An Implementation of the Hierarchical Attention Network in Tensorflow — Part Two

9 min readDec 25, 2018

A chapter of my NLP Deep Learning Journey

In my last post, the Hierarchical Attention Network and its architecture was (somewhat irreverently) discussed in detail. This post can be found here

This post will focus on the technical aspects of implementing the network in Tensorflow, and my learnings along the way.

Recap — Hierarchical Attention Network (HAN)¹

A Diagram of the architecture of the HAN is reproduced below, from the original paper. The main difference between the diagram and the Tensorflow implementation presented here is that the last softmax classification later is replaced by a binary classification layer.

Taken from the paper by Yang et al. (2016)

Key Learnings and Challenges

The key learnings and challenges faced with the Tensorflow implementation were as follows:

A key challenge in creating a vectorized implementation was around multiplying the trainable word and sentence context vectors with the word and sentence hidden states to generate the attention weights
Another key challenge in creating a vectorized implementation was around ‘rolling up’ the sentence vectors into the correct document, after processing the word embeddings on a flattened sentence matrix. This is challenging because there are different numbers of sentences in each document.
Related to the above point is the realization that the X-features and Y-label (which is applied at the document level) must be in sync, following the rolling up of sentence vectors process.
Performance was a key challenge, given the size of the word embedding matrix provided by the competition (~2.2 million words).

Pre-processing

The pre-processing steps are:

Convert words to GLoVE word embeddings², using a manually inserted UNK embedding with values picked randomly from a Gaussian Distribution, and a NULL embedding if zero vectors which is used during the padding process
Pad sentences and documents with zeroes during the batching process
Get rid of all punctuation after splitting the document into constituent sentences. Keep only characters (with case) and digits.

Stopwords were kept, and no stemming / lemmatization was done given word embeddings were available.

A challenge (Challenge #4) was to find a way to avoid passing the entire embedding matrix to a Tensorflow placeholder during every mini-batch run, for performance reasons, given that the size of the matrix with 2.2 million words and 300-dimensions (2.2m by 300 matrix) was ~5.6GB.

A solution was to load the entire embedding matrix into memory via numpy, and lookup and extract only the indices of the words in the mini batch of sentences that were required into a separate numpy array, and feeding this smaller numpy array to the Tensorflow input placeholder directly. This too was found to have issues of its own, not the least being loading memory issues.

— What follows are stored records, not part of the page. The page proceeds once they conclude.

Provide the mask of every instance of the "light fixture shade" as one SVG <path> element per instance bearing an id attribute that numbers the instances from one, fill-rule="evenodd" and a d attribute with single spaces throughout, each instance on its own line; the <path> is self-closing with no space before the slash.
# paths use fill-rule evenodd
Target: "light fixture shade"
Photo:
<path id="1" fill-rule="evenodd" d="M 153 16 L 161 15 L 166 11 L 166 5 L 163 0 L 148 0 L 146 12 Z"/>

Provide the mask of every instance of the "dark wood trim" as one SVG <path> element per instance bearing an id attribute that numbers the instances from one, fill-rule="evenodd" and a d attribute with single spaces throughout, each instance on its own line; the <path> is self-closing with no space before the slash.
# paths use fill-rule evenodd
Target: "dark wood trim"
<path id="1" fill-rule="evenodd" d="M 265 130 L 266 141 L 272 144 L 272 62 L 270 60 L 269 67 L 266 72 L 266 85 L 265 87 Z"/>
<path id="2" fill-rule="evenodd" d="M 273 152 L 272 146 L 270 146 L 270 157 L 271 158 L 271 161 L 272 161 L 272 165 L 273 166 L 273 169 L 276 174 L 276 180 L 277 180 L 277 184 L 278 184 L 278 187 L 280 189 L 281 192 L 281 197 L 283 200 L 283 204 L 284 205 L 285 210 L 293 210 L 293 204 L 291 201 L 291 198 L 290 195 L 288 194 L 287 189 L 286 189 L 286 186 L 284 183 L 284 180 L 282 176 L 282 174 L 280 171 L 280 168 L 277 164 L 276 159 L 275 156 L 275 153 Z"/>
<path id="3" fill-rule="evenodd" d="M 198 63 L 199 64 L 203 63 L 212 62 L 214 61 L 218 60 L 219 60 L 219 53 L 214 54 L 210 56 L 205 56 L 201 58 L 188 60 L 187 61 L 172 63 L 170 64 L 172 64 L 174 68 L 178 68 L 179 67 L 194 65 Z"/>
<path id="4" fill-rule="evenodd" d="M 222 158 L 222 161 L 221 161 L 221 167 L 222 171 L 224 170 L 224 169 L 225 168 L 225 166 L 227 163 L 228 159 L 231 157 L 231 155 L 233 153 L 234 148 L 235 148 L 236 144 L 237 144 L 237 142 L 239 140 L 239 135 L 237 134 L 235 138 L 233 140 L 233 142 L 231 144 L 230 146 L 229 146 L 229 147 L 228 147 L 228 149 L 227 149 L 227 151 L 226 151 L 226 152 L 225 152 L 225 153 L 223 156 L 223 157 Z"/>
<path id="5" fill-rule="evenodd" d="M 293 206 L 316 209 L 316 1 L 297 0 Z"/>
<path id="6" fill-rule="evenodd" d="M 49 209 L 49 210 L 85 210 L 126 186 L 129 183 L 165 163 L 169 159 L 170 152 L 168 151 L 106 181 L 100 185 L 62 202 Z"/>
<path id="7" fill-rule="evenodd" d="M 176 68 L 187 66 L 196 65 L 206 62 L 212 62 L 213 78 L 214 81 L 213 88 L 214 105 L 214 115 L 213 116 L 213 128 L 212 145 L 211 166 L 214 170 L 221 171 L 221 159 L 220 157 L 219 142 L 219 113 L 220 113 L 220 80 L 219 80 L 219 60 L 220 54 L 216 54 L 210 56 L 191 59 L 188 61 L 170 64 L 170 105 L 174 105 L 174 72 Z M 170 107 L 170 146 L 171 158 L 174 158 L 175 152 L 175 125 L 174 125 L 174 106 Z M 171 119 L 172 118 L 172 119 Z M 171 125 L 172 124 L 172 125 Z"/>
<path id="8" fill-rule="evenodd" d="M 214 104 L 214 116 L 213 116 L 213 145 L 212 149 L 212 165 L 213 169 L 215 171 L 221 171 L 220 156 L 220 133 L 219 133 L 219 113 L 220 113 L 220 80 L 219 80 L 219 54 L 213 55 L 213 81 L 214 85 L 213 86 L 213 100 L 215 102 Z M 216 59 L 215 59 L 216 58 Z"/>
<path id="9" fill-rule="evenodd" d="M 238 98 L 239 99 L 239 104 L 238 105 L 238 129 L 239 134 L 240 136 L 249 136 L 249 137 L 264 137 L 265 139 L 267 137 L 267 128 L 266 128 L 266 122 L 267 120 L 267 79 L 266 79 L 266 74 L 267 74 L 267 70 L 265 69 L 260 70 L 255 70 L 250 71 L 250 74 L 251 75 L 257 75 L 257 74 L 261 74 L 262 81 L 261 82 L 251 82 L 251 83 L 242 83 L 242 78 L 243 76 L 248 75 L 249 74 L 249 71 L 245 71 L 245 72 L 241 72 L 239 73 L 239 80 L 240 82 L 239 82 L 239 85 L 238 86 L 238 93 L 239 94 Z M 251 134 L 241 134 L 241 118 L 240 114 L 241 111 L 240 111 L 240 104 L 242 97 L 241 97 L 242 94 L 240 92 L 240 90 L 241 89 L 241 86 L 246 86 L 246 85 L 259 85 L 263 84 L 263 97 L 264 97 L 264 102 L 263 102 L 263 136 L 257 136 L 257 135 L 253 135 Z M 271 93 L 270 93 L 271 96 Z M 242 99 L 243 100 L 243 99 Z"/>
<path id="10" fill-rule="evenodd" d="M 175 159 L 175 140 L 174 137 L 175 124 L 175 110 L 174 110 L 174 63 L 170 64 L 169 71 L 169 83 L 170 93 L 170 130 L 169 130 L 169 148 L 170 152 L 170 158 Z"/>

The final solution uses Numpy’s memory-maps³, which is a memory map to a numpy array that is stored on disk. This frees up CPU memory for better utilization, and by extracting only a subset of embeddings at each mini-batch run from the array on disk to feed to Tensorflow placeholder, performance is much faster. Finally, the memory map need be initialized and created only once and read from disk when needed, instead of initializing and loading the entire embedding array to memory every time the application is run. The only downside to the approach is that the embeddings are no longer trainable and cannot be fine-tuned for the classification task at hand.

The Tensorflow Graph

This is the Graph of the implementation, from the Tensorboard Visualization:

The following is the full Tensorflow Graph of my implementation of the paper by Yang et al. (2016). Let’s walk through it step-by-step:

1. layer_inputs

This layer receives a numpy word embedding of the sentences batch directly (this was done for performance reasons , as mentioned earlier).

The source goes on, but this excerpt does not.